Lalu, apakah yang keluar rumah itu sudah sesuai protokol kesehatan? Sebagian belum! Salah satu indikatornya adalah masih banyak yang tidak melakukan jaga jarak, tidak memakai masker dan bahkan di antara pedagang ada yang santai saja berjualan tanpa masker.

Begitu juga dengan larangan berkumpul, apakah sudah dipatuhi masyarakat secara keseluruhan? Lihatlah pasar-pasar masih berjalan normal tanpa pengaturan tempat berdagang yang menganut prinsip social distancing. Lihatlah penumpang angkutan umum, lihatlah rumah ibadah dan seterusnya.

Lalu, apakah PSBB gagal? Kita tak mau mengatakan demikian. Mungkin saja belum berjalan sesuai teorinya. Ibarat obat bagi seseorang yang sakit, PSBB belum manjur atau tidak mujarab. Bagaimana mau mujarab, jika pantangan dari dokter  dilibas juga. Bukankah jika mau cepat sembuh, harus ikuti nasihat dokter?

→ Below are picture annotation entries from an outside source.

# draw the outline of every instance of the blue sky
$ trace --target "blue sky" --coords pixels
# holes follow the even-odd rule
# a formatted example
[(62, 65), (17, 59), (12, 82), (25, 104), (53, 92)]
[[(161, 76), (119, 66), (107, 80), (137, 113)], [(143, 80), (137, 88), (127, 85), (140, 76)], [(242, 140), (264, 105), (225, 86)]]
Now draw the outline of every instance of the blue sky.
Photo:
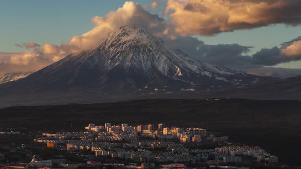
[[(134, 1), (142, 5), (149, 0)], [(122, 6), (121, 0), (4, 0), (0, 5), (0, 51), (15, 52), (26, 50), (16, 43), (33, 42), (60, 44), (70, 38), (81, 35), (94, 26), (91, 19), (105, 16)], [(164, 3), (152, 13), (161, 16)], [(238, 43), (254, 46), (249, 54), (263, 48), (271, 48), (301, 36), (301, 26), (276, 24), (253, 30), (223, 33), (212, 37), (197, 36), (206, 44)], [(279, 67), (279, 66), (278, 66)], [(301, 68), (299, 62), (281, 65), (281, 67)]]

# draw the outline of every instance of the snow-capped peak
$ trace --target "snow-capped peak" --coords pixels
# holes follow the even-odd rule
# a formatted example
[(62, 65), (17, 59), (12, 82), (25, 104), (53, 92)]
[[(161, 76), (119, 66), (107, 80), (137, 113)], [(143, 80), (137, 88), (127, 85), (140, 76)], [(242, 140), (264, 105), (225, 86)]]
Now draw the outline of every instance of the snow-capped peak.
[(65, 83), (67, 87), (93, 86), (109, 90), (147, 86), (159, 91), (160, 88), (194, 91), (250, 84), (258, 77), (202, 63), (166, 46), (143, 29), (121, 26), (94, 49), (70, 54), (24, 81), (41, 81), (52, 84), (51, 88), (57, 83), (57, 88), (62, 88)]

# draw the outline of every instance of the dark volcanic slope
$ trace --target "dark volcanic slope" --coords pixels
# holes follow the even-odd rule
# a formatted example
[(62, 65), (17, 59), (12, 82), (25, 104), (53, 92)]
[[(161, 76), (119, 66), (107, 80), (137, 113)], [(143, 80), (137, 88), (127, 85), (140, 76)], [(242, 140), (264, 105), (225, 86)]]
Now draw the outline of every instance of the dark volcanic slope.
[(109, 34), (95, 48), (69, 54), (0, 95), (91, 89), (104, 93), (221, 89), (273, 80), (204, 63), (135, 26)]
[(68, 130), (72, 123), (73, 129), (82, 129), (88, 123), (108, 122), (194, 126), (224, 132), (235, 140), (259, 145), (282, 161), (297, 163), (301, 150), (300, 105), (299, 101), (226, 99), (18, 106), (0, 109), (0, 128)]

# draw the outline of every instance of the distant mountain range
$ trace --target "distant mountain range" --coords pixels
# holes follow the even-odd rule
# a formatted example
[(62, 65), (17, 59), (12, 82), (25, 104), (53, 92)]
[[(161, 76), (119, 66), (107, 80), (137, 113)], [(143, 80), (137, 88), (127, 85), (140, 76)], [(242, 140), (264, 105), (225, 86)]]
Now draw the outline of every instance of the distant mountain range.
[(219, 90), (273, 79), (202, 63), (168, 48), (143, 29), (125, 26), (109, 34), (94, 49), (70, 54), (5, 86), (31, 93), (72, 89), (168, 93)]
[(0, 84), (0, 107), (162, 98), (301, 100), (301, 76), (280, 79), (204, 63), (135, 26), (19, 78), (26, 75), (3, 78), (9, 82)]

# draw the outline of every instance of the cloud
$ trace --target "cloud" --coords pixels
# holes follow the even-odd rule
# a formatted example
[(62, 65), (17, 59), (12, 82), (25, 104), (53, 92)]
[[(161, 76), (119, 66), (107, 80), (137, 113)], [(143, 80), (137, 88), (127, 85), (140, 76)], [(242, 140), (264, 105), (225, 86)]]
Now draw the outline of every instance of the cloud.
[(16, 43), (15, 45), (16, 45), (16, 46), (17, 46), (18, 47), (21, 47), (21, 48), (26, 47), (27, 49), (34, 48), (35, 47), (39, 47), (41, 46), (41, 45), (40, 45), (39, 44), (36, 44), (34, 42), (24, 43), (23, 43), (21, 44), (20, 44), (18, 43)]
[(150, 14), (141, 5), (133, 2), (127, 2), (122, 8), (109, 12), (105, 17), (95, 16), (92, 21), (95, 24), (92, 30), (71, 38), (70, 41), (64, 43), (64, 47), (79, 50), (94, 48), (109, 33), (125, 25), (136, 25), (152, 33), (162, 32), (167, 25), (164, 19)]
[(294, 42), (281, 50), (281, 53), (288, 57), (301, 59), (301, 41)]
[(202, 62), (226, 67), (260, 76), (271, 76), (285, 78), (301, 74), (301, 69), (285, 69), (266, 67), (282, 63), (296, 61), (301, 58), (282, 54), (286, 48), (298, 41), (300, 37), (283, 43), (279, 48), (262, 49), (253, 55), (246, 53), (252, 48), (237, 44), (208, 45), (192, 37), (178, 37), (166, 40), (166, 45), (178, 48)]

PSBB dengan banyak aturan itu baru sebatas  aturan di atas kertas. Belum ada yang mengikat atau setidaknya belum ada yang membuat masyarakat 'segan' untuk melanggarnya. Akibatnya, beginilah, jumlah korban Covid-19 terus bertambah dan sangat mengkhawatirkan.

Sekadar perbandingan saja, di Palembang, Sumatera Selatan, masyarakat yang kedapatan keluar rumah tanpa mengenakan masker 'ditilang' dengan cara masuk karantina selama 1 x 24 jam. Di Pekanbaru, yang terjaring tanpa masker disidang tipiring, hukumannya denda ratusan ribu rupiah. Di Bogor, yang kedapatan keluar tanpa masker juga disidang dengan hukuman denda dan hukuman fisik, seperti push up dan lain sebagainnya.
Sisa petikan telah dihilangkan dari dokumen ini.